Rapidement, la vie communautaire s’organise. En 1924 est créée, rue de la Vigerie à Nancy, l’ACI, Association Cultuelle Israélite (Rite Polonais). En 1931, cette association s’installe au 55 de la rue des Ponts, où elle abrite des groupements professionnels, des caisses d’entraide, des clubs sportifs (Maccabi), des mouvements de jeunesse et, bien entendu, un héder, une école juive. Les immigrés, désirant s’intégrer à la vie de la cité, se familiarisent avec la langue française et beaucoup deviennent artisans : tailleurs, fourreurs, cordonniers, etc. D’autres choisissent le commerce itinérant et font du colportage. Un peu plus tard, une activité de confection et bonneterie se développe avec la création d’établissements de vente en gros.
Dès 1933, des réfugiés juifs allemands, premières victimes de l’antisémitisme nazi rejoignent Nancy et l’ACI. En 1936, avec l’avènement du Front populaire, les jeunes générations accèdent plus facilement aux études et aux loisirs et constituent un nouvel apport pour l’association.
Engagés, dès 1939, dans ou en marge de la mobilisation générale, les membres de l’ACI, à l’instar de l’ensemble de la communauté juive nancéienne et française, paient le tribut de la barbarie.
À la Libération, les rescapés de la Shoah décident de rouvrir la maison de l’ACI, 55 rues Ponts, qui devient un lieu de retour à la vie et de mémoire. De nombreuses organisations y installent leur siège : Anciens déportés, UJRE (Union des Juifs pour la Résistance et l’Entraide), marchands forains, groupes sportifs (dont la JSN, Jeunesse Sportive de Nancy) et la CCE (Commission Centrale de l’Enfance), chargée de l’organisation de colonies de vacances.
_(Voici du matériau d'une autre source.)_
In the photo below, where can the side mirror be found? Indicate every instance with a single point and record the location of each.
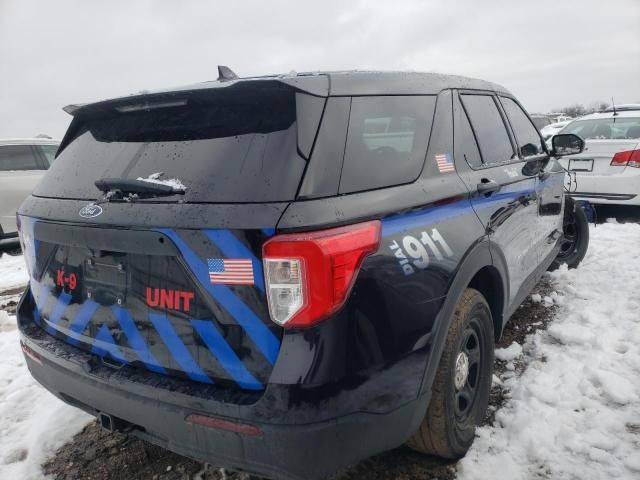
(566, 144)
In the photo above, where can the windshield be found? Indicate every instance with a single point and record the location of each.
(233, 144)
(614, 128)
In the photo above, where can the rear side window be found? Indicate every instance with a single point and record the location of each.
(489, 128)
(18, 157)
(386, 142)
(465, 142)
(529, 141)
(234, 144)
(614, 128)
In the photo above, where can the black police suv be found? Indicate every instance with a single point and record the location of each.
(287, 274)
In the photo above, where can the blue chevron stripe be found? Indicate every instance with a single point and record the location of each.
(225, 354)
(255, 328)
(177, 348)
(56, 314)
(80, 321)
(136, 340)
(104, 345)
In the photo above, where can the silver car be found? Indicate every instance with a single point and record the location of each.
(22, 165)
(608, 169)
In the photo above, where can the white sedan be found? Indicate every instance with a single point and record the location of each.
(553, 128)
(608, 170)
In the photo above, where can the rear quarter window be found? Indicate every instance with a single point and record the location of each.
(489, 128)
(386, 141)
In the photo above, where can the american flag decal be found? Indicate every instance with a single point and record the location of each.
(231, 271)
(445, 165)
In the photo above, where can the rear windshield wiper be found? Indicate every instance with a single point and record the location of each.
(125, 186)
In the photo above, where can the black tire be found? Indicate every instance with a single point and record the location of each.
(575, 242)
(448, 428)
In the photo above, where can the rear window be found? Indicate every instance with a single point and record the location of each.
(233, 144)
(615, 128)
(17, 157)
(386, 141)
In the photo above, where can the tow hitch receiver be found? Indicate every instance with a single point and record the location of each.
(114, 424)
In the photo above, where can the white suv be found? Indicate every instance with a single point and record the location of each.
(608, 170)
(22, 164)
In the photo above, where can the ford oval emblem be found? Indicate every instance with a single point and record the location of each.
(90, 211)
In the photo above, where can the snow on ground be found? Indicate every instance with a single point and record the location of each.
(13, 272)
(574, 413)
(33, 423)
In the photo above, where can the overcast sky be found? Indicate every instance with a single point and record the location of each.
(548, 53)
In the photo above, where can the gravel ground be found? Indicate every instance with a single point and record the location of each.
(98, 455)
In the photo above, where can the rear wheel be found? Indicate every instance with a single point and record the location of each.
(575, 241)
(460, 390)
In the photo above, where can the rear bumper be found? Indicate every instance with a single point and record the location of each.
(155, 408)
(620, 189)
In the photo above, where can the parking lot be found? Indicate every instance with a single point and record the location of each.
(565, 401)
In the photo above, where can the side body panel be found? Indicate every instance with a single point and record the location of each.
(509, 214)
(15, 187)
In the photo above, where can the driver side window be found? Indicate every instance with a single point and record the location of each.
(386, 141)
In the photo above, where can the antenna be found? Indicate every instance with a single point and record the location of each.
(225, 73)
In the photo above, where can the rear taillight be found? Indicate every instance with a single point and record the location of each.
(309, 275)
(629, 158)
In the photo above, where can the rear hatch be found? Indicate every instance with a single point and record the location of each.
(165, 297)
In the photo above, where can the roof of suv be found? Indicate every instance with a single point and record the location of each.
(611, 114)
(29, 141)
(344, 83)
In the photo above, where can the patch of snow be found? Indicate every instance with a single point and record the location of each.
(34, 423)
(13, 272)
(176, 184)
(574, 412)
(512, 352)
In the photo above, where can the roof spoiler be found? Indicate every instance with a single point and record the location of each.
(225, 73)
(71, 109)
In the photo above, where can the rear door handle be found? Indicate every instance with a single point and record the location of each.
(487, 187)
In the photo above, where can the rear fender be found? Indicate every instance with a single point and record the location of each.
(478, 257)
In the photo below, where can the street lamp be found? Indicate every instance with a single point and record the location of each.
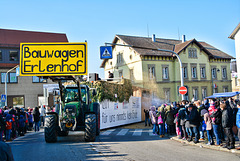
(6, 81)
(215, 76)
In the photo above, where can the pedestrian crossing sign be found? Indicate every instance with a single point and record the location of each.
(3, 98)
(106, 52)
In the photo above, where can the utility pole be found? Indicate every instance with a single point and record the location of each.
(6, 81)
(175, 54)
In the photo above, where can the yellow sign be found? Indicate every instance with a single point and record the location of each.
(53, 59)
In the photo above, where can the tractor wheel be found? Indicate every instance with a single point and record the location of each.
(90, 127)
(62, 133)
(50, 129)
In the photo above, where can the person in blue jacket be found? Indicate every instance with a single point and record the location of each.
(238, 122)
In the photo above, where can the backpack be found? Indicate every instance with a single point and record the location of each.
(8, 125)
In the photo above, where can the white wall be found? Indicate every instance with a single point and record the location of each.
(115, 114)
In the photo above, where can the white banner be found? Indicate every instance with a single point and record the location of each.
(116, 114)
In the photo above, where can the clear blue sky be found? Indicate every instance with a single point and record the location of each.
(98, 21)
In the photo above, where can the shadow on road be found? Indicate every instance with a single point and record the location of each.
(73, 147)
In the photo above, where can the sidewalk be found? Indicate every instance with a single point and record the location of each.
(202, 144)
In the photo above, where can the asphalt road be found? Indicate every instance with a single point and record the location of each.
(114, 144)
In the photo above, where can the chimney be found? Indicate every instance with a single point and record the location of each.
(183, 38)
(153, 38)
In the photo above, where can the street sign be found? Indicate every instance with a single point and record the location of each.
(17, 71)
(53, 59)
(183, 90)
(3, 98)
(106, 52)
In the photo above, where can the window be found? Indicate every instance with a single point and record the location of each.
(120, 74)
(195, 93)
(214, 73)
(0, 55)
(203, 72)
(119, 58)
(167, 94)
(130, 57)
(18, 101)
(151, 72)
(192, 53)
(39, 80)
(224, 73)
(185, 72)
(11, 78)
(131, 74)
(204, 92)
(194, 72)
(165, 72)
(13, 56)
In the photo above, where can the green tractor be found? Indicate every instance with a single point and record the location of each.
(74, 111)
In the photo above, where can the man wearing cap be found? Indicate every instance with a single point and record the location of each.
(238, 123)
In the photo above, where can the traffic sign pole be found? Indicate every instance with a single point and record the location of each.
(179, 59)
(6, 82)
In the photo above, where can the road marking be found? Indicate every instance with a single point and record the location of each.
(151, 132)
(137, 132)
(108, 132)
(123, 132)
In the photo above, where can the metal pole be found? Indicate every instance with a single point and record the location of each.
(180, 62)
(6, 82)
(181, 67)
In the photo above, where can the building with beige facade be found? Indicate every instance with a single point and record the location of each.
(22, 91)
(206, 68)
(235, 35)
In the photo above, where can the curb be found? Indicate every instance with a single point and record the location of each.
(202, 145)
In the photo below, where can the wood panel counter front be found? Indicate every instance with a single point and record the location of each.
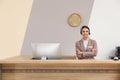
(68, 68)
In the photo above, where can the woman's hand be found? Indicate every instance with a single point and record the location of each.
(78, 52)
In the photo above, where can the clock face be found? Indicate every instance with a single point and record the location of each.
(74, 20)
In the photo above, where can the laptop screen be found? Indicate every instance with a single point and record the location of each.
(48, 50)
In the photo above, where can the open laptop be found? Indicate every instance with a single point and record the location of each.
(46, 50)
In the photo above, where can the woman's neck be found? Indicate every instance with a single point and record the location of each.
(85, 38)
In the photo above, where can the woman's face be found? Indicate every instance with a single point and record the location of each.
(85, 32)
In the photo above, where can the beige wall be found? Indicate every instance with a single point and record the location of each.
(14, 15)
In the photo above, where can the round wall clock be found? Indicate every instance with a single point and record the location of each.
(74, 20)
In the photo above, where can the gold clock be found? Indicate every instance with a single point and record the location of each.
(74, 20)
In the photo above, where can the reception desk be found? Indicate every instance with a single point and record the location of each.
(68, 68)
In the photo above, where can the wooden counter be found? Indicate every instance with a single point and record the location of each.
(68, 68)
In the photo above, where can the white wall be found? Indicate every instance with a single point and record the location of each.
(48, 23)
(105, 25)
(14, 15)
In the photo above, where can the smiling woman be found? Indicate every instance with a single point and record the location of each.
(86, 48)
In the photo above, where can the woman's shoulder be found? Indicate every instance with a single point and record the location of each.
(79, 41)
(93, 40)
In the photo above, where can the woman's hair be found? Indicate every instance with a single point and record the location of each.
(83, 28)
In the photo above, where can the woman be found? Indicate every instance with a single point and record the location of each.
(86, 48)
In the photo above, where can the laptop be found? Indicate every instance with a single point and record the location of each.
(46, 51)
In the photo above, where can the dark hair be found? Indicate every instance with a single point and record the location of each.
(84, 27)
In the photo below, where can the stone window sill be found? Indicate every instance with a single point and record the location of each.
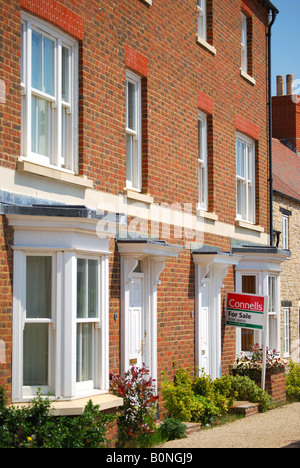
(76, 407)
(206, 45)
(207, 215)
(52, 173)
(248, 77)
(245, 225)
(141, 197)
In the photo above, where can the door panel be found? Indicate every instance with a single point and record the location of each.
(136, 323)
(204, 330)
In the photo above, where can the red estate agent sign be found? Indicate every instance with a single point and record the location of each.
(245, 310)
(249, 311)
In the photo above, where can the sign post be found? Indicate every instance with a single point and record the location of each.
(249, 311)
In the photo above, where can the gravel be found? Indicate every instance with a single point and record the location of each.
(278, 428)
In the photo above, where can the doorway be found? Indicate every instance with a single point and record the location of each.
(137, 333)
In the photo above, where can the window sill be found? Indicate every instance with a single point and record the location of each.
(141, 197)
(248, 77)
(246, 225)
(76, 407)
(206, 45)
(207, 215)
(52, 173)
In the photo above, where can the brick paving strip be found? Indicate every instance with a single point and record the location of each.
(278, 428)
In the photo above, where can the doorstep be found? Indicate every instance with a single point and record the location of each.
(246, 408)
(191, 428)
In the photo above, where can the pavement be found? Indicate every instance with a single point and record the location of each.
(278, 428)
Une intense activité culturelle se développe alors dans et autour de l’association.
En 1946, le peintre Emmanuel Mané Katz réalise, à la demande de l’ACI, un vaste tableau évoquant le soulèvement du ghetto de Varsovie et placé dans la salle de conférences. À cette occasion, il offre à l’association trois peintures murales représentant des musiciens juifs (klezmorim). Une plaque murale de sept cents noms à la mémoire des Juifs immigrés déportés et exterminés est apposée dans le hall d’entrée de la maison.
Le 19 mars 1967, l’ACI devient l’ACCI, Association Culturelle et Cultuelle Israélite.
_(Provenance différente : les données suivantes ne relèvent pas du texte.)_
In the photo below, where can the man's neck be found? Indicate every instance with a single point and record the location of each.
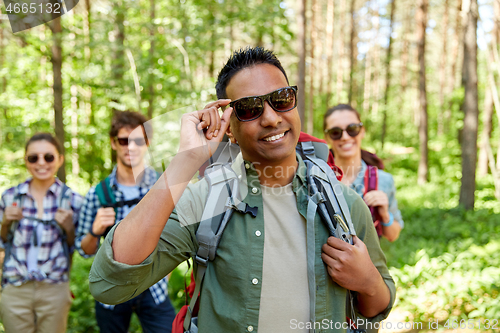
(350, 167)
(125, 174)
(40, 187)
(277, 175)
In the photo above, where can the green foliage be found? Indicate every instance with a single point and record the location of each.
(446, 261)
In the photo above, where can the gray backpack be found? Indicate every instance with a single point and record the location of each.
(325, 196)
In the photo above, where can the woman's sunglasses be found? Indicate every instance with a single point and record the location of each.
(250, 108)
(49, 158)
(125, 141)
(353, 130)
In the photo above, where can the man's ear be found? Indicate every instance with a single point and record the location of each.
(113, 143)
(229, 133)
(61, 161)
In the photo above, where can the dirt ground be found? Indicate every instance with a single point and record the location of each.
(398, 318)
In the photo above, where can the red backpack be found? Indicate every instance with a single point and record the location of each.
(371, 184)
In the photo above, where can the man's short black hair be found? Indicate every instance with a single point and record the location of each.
(241, 59)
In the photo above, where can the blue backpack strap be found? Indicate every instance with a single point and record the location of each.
(105, 193)
(18, 198)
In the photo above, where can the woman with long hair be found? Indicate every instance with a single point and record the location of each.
(344, 133)
(38, 219)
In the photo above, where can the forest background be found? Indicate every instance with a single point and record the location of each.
(424, 76)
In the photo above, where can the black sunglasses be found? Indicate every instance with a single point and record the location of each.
(125, 141)
(353, 130)
(49, 158)
(252, 107)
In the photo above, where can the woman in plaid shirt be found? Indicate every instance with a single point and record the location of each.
(38, 220)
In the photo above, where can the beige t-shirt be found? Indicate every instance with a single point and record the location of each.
(285, 294)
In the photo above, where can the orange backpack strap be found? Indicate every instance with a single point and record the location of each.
(371, 184)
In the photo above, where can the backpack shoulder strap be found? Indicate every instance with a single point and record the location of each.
(371, 178)
(222, 200)
(105, 193)
(18, 200)
(64, 195)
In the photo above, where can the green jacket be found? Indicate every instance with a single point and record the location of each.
(229, 300)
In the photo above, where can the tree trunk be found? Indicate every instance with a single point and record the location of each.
(118, 66)
(301, 36)
(470, 106)
(75, 166)
(56, 60)
(340, 60)
(152, 62)
(423, 173)
(330, 16)
(368, 80)
(442, 69)
(486, 133)
(376, 63)
(405, 54)
(388, 74)
(352, 54)
(310, 117)
(451, 84)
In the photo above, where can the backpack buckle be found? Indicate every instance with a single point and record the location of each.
(201, 261)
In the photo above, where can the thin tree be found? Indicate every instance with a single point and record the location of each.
(310, 117)
(118, 66)
(352, 52)
(330, 16)
(388, 73)
(454, 55)
(88, 55)
(482, 164)
(376, 61)
(340, 59)
(301, 22)
(423, 173)
(151, 88)
(56, 59)
(470, 105)
(488, 102)
(442, 67)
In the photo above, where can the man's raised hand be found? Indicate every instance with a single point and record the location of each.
(350, 265)
(202, 131)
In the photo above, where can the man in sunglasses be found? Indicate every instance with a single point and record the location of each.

Les activités culturelles se substituant petit à petit aux activités cultuelles, un nouveau changement d’appellation devient nécessaire et le 15 mars 1989, l’association adopte de nouveaux statuts et devient ACJ, Association Culturelle Juive.
Actuellement, l’ACJ développe de multiples activités : conférences, concerts, théâtre, cours de yiddish, projections cinématographiques, activités récréatives. Elle a longtemps édité régulièrement un journal, Le Blik du « 55 », organe d’information et de réflexion sur la vie juive en France et dans le monde. Aujourd’hui, l’information et le débat s’organisent autour de son site internet.
Tous les ans au mois d’avril, l’association commémore, en partenariat avec la Communauté Juive de Nancy, le soulèvement du Ghetto de Varsovie.
L’ACJ s’est donné pour mission de maintenir la pérennité de la culture juive, de perpétuer la mémoire de la Shoah, de lutter contre le racisme, l’antisémitisme et toute forme d’exclusion. Elle se veut ouverte sur le monde et la cité, et travaille volontiers en partenariat avec d’autres associations sur des projets définis.
Sous l’impulsion d’une équipe dirigeante rajeunie, l’ACJ, qui a pour projet affirmé de devenir une Maison Ouverte des Cultures Juives, entre résolument dans le vingt-et-unième siècle. Tout en ayant mis en place, grâce à l’aide publique et privée, un vaste programme de réhabilitation du lieu et de préservation de son patrimoine, avec, notamment, la restauration des peintures de Mané Katz et le catalogage des archives, elle s’est dotée de moyens modernes de communication et de diffusion.
Les nouveaux équipements ont été présentés lors de l’inauguration officielle des locaux le 11 septembre 2007.